Back to the car. We had to put together a pile at the front register for purchase after my identification was obtained. Our pile included this:
Crushed Trident Strawberry gum
Three power toothbrushes - one Hot Wheels, one Spider Man, one large and purple
$35 worth of Zyrtek (why the hell is that so expensive?)
one greeting card
two spider man cups (I was clearly so weak)
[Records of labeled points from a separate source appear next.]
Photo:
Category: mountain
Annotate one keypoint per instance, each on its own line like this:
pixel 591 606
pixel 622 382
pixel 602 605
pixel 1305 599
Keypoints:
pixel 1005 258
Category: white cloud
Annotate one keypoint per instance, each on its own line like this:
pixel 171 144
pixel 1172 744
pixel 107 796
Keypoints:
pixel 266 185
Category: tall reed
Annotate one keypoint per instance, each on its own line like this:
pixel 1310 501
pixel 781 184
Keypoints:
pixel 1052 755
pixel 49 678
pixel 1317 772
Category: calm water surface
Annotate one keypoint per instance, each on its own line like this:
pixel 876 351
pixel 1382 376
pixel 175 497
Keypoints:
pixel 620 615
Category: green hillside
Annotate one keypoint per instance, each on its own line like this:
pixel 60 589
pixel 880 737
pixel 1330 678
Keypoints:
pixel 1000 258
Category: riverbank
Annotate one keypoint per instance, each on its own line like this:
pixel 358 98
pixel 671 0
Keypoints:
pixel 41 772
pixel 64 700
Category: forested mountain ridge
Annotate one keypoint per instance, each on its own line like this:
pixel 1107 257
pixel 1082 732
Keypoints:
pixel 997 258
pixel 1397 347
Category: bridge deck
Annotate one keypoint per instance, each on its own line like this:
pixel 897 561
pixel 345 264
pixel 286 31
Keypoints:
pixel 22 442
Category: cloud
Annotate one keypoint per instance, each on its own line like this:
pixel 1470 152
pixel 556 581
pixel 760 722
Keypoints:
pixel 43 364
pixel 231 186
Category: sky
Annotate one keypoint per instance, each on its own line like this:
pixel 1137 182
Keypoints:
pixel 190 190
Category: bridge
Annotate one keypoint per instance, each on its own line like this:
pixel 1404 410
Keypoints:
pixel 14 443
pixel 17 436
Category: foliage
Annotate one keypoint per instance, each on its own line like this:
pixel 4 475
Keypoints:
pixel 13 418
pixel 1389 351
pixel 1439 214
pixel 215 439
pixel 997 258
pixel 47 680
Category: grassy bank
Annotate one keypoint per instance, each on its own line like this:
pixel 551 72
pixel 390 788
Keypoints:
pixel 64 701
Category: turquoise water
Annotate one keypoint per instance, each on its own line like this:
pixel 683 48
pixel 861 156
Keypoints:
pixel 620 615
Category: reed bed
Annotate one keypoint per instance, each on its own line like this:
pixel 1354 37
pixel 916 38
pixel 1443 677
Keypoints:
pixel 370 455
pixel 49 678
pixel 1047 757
I got my license and returned to the counter where I was asked to read a three paragraph contract about my intended use of the Sudafed. Why could scrubs lady simply drop some cash down and pick up any medication of her choice for a person she didn't even know well enough to spell their name correctly, but I'm being asked to sign legal documents about my intentions for my sinus pain relief?
Seriously, I was feeling angry with all the meth users out there. Why are you jacking up my pain relief?
It didn't help that the boys had found cards that played the Star Wars theme somewhere between the car and the pharmacy again. That music played over and over again while Stella cried and I tried to process the legal ramifications of me purchasing a six pill box of decongestant.
After I finished I headed to the front to purchase our miscellaneous items there, thankfully without a single document to sign. Oh sweet mercy, we were heading home.
I took the Sudafed in the car, I could bake the rest into meth later.
(Is it baked? I really need more information on meth for as much as it seems to come up topically in my blog way too often.)
Thankfully, after about an hour or so my pain subsided and I was fully functional again.
Just in time for bedtime and The Bachelorette....which did not disappoint.